Deep Surgical Dissection

 

Muscles can be stripped safely off both aspects of the anterior third of the iliac crest, but only from the outer aspect of the posterior third of the crest.

Dissection of the outer side of the ilium involves detaching the origin of the tensor fasciae latae. Covering this muscle is a thick layer of fascia that is continuous with the fascia covering the gluteus maximus muscle. The tensor fasciae latae, gluteus maximus, and the fascia can therefore be thought of as the outer layer of the buttock anatomy (Fig. 7-20). This is analogous to the position of the deltoid muscle in the shoulder. Deep to the structures are the origins of the gluteus medius and gluteus minimus muscles from the outer wing of the ilium. These can be lifted off the bone entirely to provide a view of the wing of the ilium. It is important to realize, however, that the rectus femoris muscle still remains between the surgeon and the hip joint, thus limiting the approach.

 

 

Figure 7-20 The superficial musculature of the posterior approach to the hip joint. The gluteus maximus predominates.

 

Gluteus Maximus. Origin. From posterior gluteal line of ilium and that portion of the bone immediately above and behind it; from posterior surface of lower part of sacrum and from side of coccyx; and from fascia covering gluteus medius. Insertion. Into iliotibial band of fascia lata and into gluteal tuberosity. Action. Extends and laterally rotates thigh. Nerve supply. Inferior gluteal nerve.

 

The inner surface of the ilium serves as origin for the iliacus muscle. This can be lifted off the bone safely, providing access down to the brim of the true pelvis.

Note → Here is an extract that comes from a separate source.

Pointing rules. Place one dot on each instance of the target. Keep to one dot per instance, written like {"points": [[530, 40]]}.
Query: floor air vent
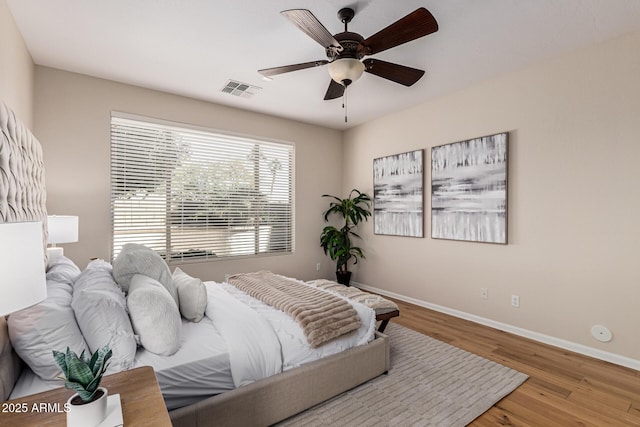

The sacroiliac joint is a paradox. It is a true synovial joint, yet any movement is very difficult to demonstrate. The joint is reinforced heavily by anterior and posterior supporting ligaments. Approached from the front, the sacroiliac joint is perpendicular to the plane of dissection. Approached from the rear, the joint is overhung by the posterior iliac crest, making it oblique to the plane of dissection. It is critically important to appreciate this obliquity when planning the insertion of any screws that may be used to cross the joint.

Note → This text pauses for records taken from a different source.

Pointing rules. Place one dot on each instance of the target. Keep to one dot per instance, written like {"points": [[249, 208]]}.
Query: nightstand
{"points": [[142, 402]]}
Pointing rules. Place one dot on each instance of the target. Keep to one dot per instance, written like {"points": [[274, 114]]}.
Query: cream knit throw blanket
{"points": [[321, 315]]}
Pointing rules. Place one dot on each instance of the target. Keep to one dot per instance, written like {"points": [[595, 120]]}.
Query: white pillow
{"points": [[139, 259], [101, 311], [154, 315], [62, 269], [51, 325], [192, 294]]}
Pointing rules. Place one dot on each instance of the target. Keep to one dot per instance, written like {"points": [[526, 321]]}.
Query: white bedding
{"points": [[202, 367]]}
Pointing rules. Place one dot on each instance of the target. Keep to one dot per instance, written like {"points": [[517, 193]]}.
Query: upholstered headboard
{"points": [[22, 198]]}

In contrast, the pubic symphysis is not a synovial joint, but a secondary cartilaginous joint. Its superior surface is readily accessible once the insertion of the rectus abdominis muscle has been detached. Behind the symphysis pubis is a potential space filled with loose areolar tissue; this is known as the cave of Retzius. This potential space lies between the symphysis pubis and the bladder, and allows access to the inner surface of the pubis down to the muscles of the pelvic floor.